Onder ruimtelijke kwaliteit verstaat de Provincie dat wat ruimte geschikt maakt en houdt voor wat voor mens, plant en dier belangrijk is. Ruimtelijke kwaliteit heeft zodoende betrekking op functioneel, mooi en toekomstbestendig. Elk project en elk initiatief dient bij te dragen aan de versterking van de ruimtelijke kwaliteit van de leefomgeving. Met betrekking tot de ruimtelijke kwaliteit heeft de provincie zeven kwaliteitsambities geformuleerd:

  • 1. natuur als ruggengraat bestaande uit grote aaneengesloten en verbonden gebieden;
  • 2. een continu en beleefbaar watersysteem als dragende structuur, zodat het watersysteem een verbinding vormt tussen mens, plant en dier en een bindmiddel vormt voor het NNN;
  • 3. voortbouwen aan de kenmerkende structuren van de agrarische cultuurlandschappen. Nieuwe initiatieven dienen zorgvuldig in het landschap te worden ingepast rekening houdend met de ruimtelijk relevante structuren en elementen;
  • 4. brede waaier aan woon-, werk- en mixmilieu's: elk buurtschap, dorp en stad zijn eigen kleur: het aansluiten bij het eigen karakter van steden, dorpen en buurtschappen vormt het vertrekpunt bij planontwikkeling;
  • 5. zichtbaar en beleefbbaar mooi landschap door bijvoorbeeld het herstellen en complementeren van oude laanstructuren ter verbetering van deze ruimtelijke kwaliteit aan de hand van de ruimtelijke structuren;
  • 6. het versterken van het contrast tussen dynamische en luwe gebieden: het beleid om aan de hand van de Overijsselse Ladder voor Duurzame Verstedelijking te sturen op herstructurering voor uitbreiding draagt hieraan bij;
  • 7. sterke ruimtelijke identiteiten als (ken)merken voor Overijssel: het behouden en versterken van bestaande identiteit en het toevoegen van nieuwe identiteit vereist het stimuleren van nieuwe ontwikkelingen, herstructurering en transformatie.

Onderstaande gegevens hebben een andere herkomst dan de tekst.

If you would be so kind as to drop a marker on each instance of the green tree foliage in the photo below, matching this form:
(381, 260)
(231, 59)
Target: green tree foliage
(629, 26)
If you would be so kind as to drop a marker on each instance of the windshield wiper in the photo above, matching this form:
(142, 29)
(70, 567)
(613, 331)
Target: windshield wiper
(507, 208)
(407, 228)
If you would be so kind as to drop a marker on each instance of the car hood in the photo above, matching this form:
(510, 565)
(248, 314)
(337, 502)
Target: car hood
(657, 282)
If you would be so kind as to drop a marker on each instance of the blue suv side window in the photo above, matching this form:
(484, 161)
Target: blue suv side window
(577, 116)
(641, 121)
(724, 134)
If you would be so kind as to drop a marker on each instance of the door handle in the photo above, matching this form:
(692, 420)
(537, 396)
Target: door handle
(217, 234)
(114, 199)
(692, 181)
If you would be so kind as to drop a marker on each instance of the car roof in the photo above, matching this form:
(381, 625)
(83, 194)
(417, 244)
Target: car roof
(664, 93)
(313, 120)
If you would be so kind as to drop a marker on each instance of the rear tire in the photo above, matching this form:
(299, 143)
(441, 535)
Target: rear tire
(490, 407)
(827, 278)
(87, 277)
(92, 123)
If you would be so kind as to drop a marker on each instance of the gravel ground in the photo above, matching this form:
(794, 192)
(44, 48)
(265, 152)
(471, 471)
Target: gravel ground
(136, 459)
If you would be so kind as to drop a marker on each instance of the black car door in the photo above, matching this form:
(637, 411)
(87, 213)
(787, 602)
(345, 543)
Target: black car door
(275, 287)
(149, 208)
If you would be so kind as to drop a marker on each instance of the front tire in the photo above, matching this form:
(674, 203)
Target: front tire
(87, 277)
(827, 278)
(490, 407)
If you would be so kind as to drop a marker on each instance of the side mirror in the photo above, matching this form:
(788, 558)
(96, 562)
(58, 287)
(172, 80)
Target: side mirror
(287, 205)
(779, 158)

Sociale kwaliteit gaat over het welzijn of 'goed voelen' van de mens. Sociale kwaliteit gaat ook over leefbaarheid in de vorm van binding met de buurt en betrokkenheid bij de eigen leefomgeving. De Provincie heeft drie kwaliteitsambities geformuleerd in relatie tot sociale kwaliteit:

  • 1. het koesteren en waar mogelijk duurzaam versterken van het Overijssels noaberschap;
  • 2. stimuleren van culturele identiteit door het stimuleren van herbestemmen en hergebruik van cultureel erfgoed;
  • 3. verbinden van de lokale kennis en energie met de ontwikkeling van provinciaal beleid door bewoners en gebruikers te betrekken bij de uitvoering van ruimtelijke opgaven en ruimte te bieden aan initiatieven van 'onderop'.

Voor onderhavig plan is van belang dat het herstructureren van naoorlogse wijken als belangrijke opgave wordt gezien voor vitale steden. Daarbij is het van belang dat deze wijken hun eigen karakter behouden. Bij herstructurering dient te worden voortgebouwd op de bestaande kwaliteiten van de bebouwing en het stedenbouwkundige ontwerp. Tevens dient te worden verwezen naar de voormalige natuurlijke laag en die van het agrarisch cultuurlandschap door bijvoorbeeld nog resterende sloten en beplantingspatronen te benutten dan wel te herintroduceren.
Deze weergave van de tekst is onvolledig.